Just saw the documentary Obscene, a profile of longtime Grove Press/Evergreen Review publisher Barney Rosset. Rosset specialized in hibrow and “daring” lit for the GI Bill generation of college kids and for their ’60s successors.
He also specialized in anti-censorship court battles. He successively succeeded in legalizing Lady Chatterley’s Lover, Tropic of Cancer, Naked Lunch, and the film I Am Curious (Yellow).

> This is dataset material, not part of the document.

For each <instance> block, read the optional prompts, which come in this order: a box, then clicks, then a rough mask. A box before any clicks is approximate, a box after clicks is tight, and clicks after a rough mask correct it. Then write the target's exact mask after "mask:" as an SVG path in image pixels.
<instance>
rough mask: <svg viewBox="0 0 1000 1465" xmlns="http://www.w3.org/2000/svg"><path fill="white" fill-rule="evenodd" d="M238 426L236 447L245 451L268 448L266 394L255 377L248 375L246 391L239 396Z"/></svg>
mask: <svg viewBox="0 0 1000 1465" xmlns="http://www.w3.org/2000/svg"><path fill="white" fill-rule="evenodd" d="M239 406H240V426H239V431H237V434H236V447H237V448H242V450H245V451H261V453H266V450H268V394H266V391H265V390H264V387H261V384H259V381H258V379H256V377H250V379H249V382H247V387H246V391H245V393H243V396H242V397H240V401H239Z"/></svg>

Now in his 80s and still feisty, he’s full of colorful stories about his life and times.
But the most shocking image in the movie involves a right-wing smear campaign against Evergreen Review in 1972.
The magazine, in its last years, had become part lit journal and part “artistic” skin mag. One issue contained an essay by WA’s own Supreme Court Justice William O. Douglas. The appearance of Douglas’s words within the same staples as erotic art photos was enough to give then-House Minority Leader Gerald Ford an excuse to call for Douglas’s impeachment.
We see a press junket event with Ford and two other Repubs. Jerry holds up the magazine, lingering on each page of the nudes, demanding that we all be outraged.
Two years later, Ford would become the beneficiary of another impeachment drive, and would propagate the self-image of a conciliatory Mr. Nice who just wanted to bring everybody together.
It’s good to learn this other side of Ford, as just another right-wing sleazemonger.